We now again want to find the minimum with quadratic line search and repeat the procedure above:
p₀ = fˡˢ(0.)
0.6080642672555336
p₁ = ∂fˡˢ∂α(0.)
4.405693326634148
α₀ = determine_initial_α(ls_obj, SimpleSolvers.DEFAULT_ARMIJO_α₀)
y = fˡˢ(α₀)
p₂ = (y - p₀ - p₁*α₀) / α₀^2
p(α) = p₀ + p₁ * α + p₂ * α^2
αₜ = -p₁ / (2p₂)
α₁ = adjust_α(αₜ, α₀)
-1.275
What we see here is that we do not use $\alpha_t = -p_1 / (2p_2)$ as SimpleSolvers.adjust_α
instead picks the left point in the interval $[\sigma_0\alpha_0, \sigma_1\alpha_0]$ as the change computed with $\alpha_t$ would be too small.

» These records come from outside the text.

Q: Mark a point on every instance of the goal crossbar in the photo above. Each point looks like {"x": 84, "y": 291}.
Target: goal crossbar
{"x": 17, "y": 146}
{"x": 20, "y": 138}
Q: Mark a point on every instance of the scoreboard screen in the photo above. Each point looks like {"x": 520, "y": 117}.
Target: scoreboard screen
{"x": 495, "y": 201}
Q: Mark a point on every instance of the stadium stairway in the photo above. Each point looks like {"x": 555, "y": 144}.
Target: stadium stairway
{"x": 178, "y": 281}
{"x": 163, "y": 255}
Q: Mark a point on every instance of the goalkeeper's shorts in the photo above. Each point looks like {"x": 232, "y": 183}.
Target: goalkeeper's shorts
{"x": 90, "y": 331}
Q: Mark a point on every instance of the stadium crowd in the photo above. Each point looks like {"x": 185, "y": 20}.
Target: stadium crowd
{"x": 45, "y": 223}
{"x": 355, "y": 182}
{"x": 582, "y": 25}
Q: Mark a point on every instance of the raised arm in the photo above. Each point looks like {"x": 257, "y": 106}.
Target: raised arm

We now again move the original $x$ in the Newton direction with step length $\alpha_1$:
x .= compute_new_iterate(x, α₁, direction(_cache))
1-element Vector{Float64}:
1.4394773498026217
We make another iteration:
gradient!(obj, x)
value!(obj, x)
update!(hess, x)
update!(_cache, x, gradient(obj), hess)
ls_obj = linesearch_objective(obj, _cache)
fˡˢ = ls_obj.F
∂fˡˢ∂α = ls_obj.D
p₀ = fˡˢ(0.)
p₁ = ∂fˡˢ∂α(0.)
α₀⁽²⁾ = determine_initial_α(ls_obj, SimpleSolvers.DEFAULT_ARMIJO_α₀)
y = fˡˢ(α₀)
p₂ = (y - p₀ - p₁*α₀⁽²⁾) / α₀⁽²⁾^2
p(α) = p₀ + p₁ * α + p₂ * α^2
αₜ = -p₁ / (2p₂)
1.0682684767171837
α₂ = adjust_α(αₜ, α₀⁽²⁾)
1.0682684767171837
We see that for $\alpha_2$ (as opposed to $\alpha_1$) we have $\alpha_2 = \alpha_t$ as $\alpha_t$ is in (this is what SimpleSolvers.adjust_α
checks for):
(DEFAULT_ARMIJO_σ₀ * α₀⁽²⁾, DEFAULT_ARMIJO_σ₁ * α₀⁽²⁾)
(0.512, 2.56)
x .= compute_new_iterate(x, α₂, direction(_cache))
1-element Vector{Float64}:
1.2931972894162747
We finally compute a third iterate:
gradient!(obj, x)
value!(obj, x)
update!(hess, x)
update!(_cache, x, gradient(obj), hess)
ls_obj = linesearch_objective(obj, _cache)
fˡˢ = ls_obj.F
∂fˡˢ∂α = ls_obj.D
p₀ = fˡˢ(0.)
p₁ = ∂fˡˢ∂α(0.)
α₀⁽³⁾ = determine_initial_α(ls_obj, SimpleSolvers.DEFAULT_ARMIJO_α₀)
y = fˡˢ(α₀)
p₂ = (y - p₀ - p₁*α₀⁽³⁾) / α₀^2
p(α) = p₀ + p₁ * α + p₂ * α^2
αₜ = -p₁ / (2p₂)
α₃ = adjust_α(αₜ, α₀⁽³⁾)
0.3759474782302077
x .= compute_new_iterate(x, α₃, direction(_cache))
1-element Vector{Float64}:
1.281997845228676
- 1This is different from the Bierlaire quadratic polynomial described in [2].